The Trinity Journal October 28, 2009

A coalition of tribes, conservationists and commercial fishing groups filed suit Thursday in San Francisco Superior Court to block what it calls a precedent-setting agency proposal to strip endangered species protections from threatened coho salmon in Northern California's Klamath River watershed.

The groups, represented by Earthjustice, oppose a plan by the California Department of Fish and Game to issue a blanket permit for agricultural practices that may kill salmon or destroy habitat in the Shasta and Scott rivers, two of the Klamath's key salmon spawning tributaries.

"These proposed permits are essentially licenses to kill salmon," said Erica Terence of Klamath Riverkeeper, lead plaintiff on the case. "With conditions deteriorating for fish every year on the Scott and Shasta, CDFG should be proposing programs that expand protections for fish, not destroy them as these watershed-wide permits would do."

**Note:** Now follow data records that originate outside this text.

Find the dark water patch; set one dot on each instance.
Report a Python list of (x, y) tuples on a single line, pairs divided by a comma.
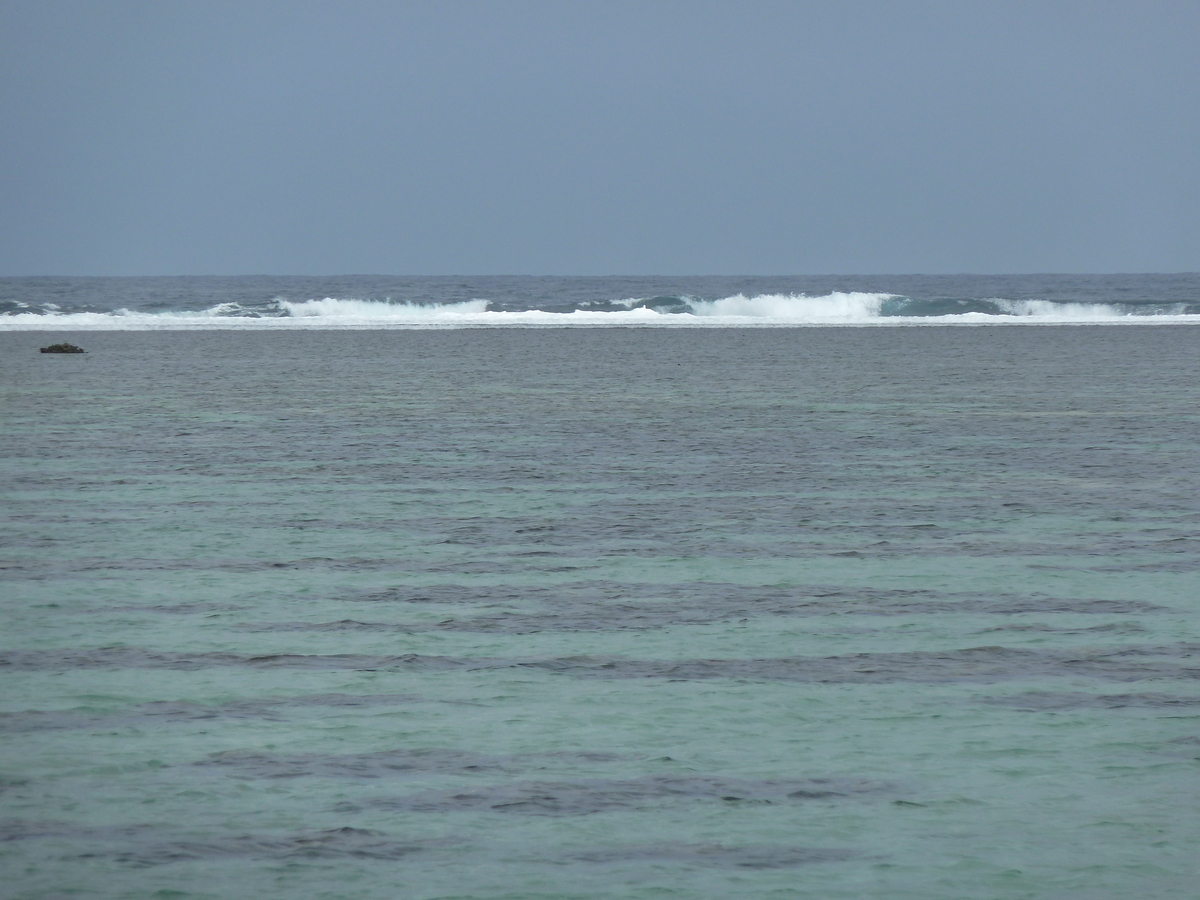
[(361, 766), (141, 658), (1113, 628), (718, 855), (143, 846), (341, 625), (181, 711), (970, 665), (585, 797), (607, 606), (1050, 700), (174, 609)]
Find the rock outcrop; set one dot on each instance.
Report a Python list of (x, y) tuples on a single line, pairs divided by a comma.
[(63, 348)]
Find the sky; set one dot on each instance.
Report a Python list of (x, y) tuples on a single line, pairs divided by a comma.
[(598, 138)]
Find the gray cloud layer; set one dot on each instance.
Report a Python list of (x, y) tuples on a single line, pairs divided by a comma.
[(598, 137)]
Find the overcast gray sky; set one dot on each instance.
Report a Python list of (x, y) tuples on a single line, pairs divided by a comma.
[(575, 137)]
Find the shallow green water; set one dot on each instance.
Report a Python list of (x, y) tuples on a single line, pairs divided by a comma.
[(796, 613)]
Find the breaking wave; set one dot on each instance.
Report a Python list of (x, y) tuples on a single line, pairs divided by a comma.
[(739, 310)]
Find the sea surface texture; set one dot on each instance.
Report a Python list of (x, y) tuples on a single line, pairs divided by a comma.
[(581, 613), (379, 301)]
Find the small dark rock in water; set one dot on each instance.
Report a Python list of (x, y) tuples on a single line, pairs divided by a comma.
[(63, 348)]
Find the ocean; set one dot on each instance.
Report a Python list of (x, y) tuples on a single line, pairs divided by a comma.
[(581, 588)]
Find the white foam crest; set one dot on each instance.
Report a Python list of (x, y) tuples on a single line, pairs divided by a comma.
[(333, 306), (851, 306), (738, 311)]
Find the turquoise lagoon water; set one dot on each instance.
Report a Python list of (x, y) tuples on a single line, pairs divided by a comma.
[(841, 612)]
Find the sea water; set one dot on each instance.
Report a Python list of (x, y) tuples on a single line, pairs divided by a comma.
[(593, 612)]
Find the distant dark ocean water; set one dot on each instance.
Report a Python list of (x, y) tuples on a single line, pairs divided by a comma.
[(587, 612), (379, 301)]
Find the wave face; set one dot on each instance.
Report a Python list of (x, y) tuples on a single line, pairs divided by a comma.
[(378, 303)]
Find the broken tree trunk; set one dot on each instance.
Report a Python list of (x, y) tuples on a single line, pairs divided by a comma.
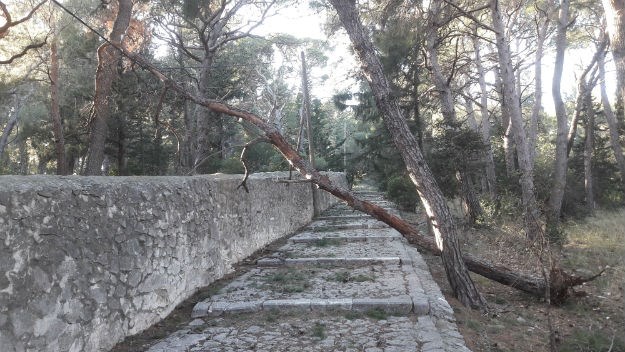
[(560, 281)]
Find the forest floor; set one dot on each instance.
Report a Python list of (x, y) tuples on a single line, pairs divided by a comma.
[(592, 320)]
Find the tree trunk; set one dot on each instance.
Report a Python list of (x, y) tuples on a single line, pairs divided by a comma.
[(309, 132), (203, 117), (106, 73), (8, 128), (470, 202), (14, 117), (615, 16), (561, 159), (431, 196), (55, 110), (559, 281), (508, 136), (489, 160), (537, 108), (121, 159), (24, 160), (611, 120), (530, 209), (588, 149)]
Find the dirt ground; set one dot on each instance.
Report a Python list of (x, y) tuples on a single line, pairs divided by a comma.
[(592, 321)]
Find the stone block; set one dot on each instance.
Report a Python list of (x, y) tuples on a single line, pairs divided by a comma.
[(243, 307), (397, 305), (300, 304), (318, 304), (269, 262), (200, 310)]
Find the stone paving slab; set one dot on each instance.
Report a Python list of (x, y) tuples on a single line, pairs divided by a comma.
[(340, 224), (342, 249), (342, 284), (348, 235), (292, 332), (367, 280)]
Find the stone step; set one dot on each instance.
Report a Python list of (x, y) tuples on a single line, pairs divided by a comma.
[(347, 235), (339, 248), (345, 217), (330, 261), (393, 305), (336, 238)]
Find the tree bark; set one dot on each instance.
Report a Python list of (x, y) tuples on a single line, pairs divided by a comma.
[(541, 35), (611, 120), (561, 158), (615, 16), (588, 149), (491, 176), (55, 111), (560, 281), (203, 136), (432, 198), (508, 135), (531, 213), (106, 73), (470, 202), (8, 128), (309, 132)]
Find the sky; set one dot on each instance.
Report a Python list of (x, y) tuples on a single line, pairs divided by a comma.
[(303, 22)]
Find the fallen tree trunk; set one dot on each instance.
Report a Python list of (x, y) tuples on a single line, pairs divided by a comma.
[(560, 282)]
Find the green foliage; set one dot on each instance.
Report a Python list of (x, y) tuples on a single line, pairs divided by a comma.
[(597, 340), (400, 188)]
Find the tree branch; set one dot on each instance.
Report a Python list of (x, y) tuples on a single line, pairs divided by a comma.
[(23, 52), (244, 161)]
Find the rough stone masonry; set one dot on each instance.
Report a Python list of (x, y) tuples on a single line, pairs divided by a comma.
[(86, 261)]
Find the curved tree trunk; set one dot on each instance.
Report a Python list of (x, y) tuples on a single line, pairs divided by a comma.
[(541, 34), (508, 135), (432, 198), (611, 119), (561, 160), (471, 204), (531, 213), (55, 111), (588, 149), (490, 162), (560, 281), (615, 16), (106, 73)]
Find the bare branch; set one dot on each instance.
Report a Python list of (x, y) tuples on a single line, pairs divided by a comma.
[(468, 15), (10, 23), (23, 52), (244, 161)]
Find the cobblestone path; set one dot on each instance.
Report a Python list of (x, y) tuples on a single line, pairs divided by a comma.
[(347, 282)]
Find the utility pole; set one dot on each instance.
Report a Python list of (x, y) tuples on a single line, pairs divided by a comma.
[(306, 116)]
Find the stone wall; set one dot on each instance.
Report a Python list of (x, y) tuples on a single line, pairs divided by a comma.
[(86, 261)]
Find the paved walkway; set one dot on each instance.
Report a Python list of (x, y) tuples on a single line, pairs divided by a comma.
[(347, 282)]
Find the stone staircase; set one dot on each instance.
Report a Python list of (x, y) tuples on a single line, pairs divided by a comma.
[(346, 282)]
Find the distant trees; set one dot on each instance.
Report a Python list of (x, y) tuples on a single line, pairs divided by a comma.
[(467, 79)]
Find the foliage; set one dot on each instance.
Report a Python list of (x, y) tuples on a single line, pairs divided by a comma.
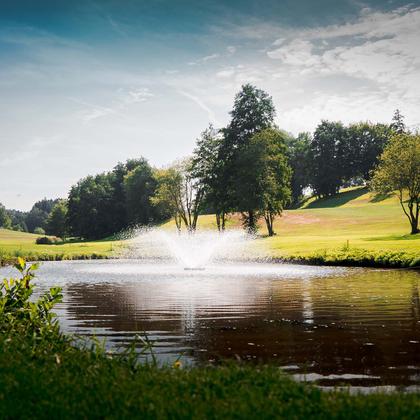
[(327, 150), (89, 207), (19, 313), (253, 111), (102, 205), (399, 172), (366, 143), (38, 215), (398, 124), (57, 220), (181, 193), (208, 168), (5, 220), (263, 178), (299, 160), (47, 240)]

This summer, the Scott and Shasta garnered headlines statewide after irrigation withdrawals caused record low flows and dewatered stretches of both rivers as thousands of salmon swam upriver to spawn.

While local officials blame lack of rain for this year's record low flows, environmental groups say steadily increasing irrigation withdrawals are largely to blame for no-flow and record low-flow conditions in these rivers.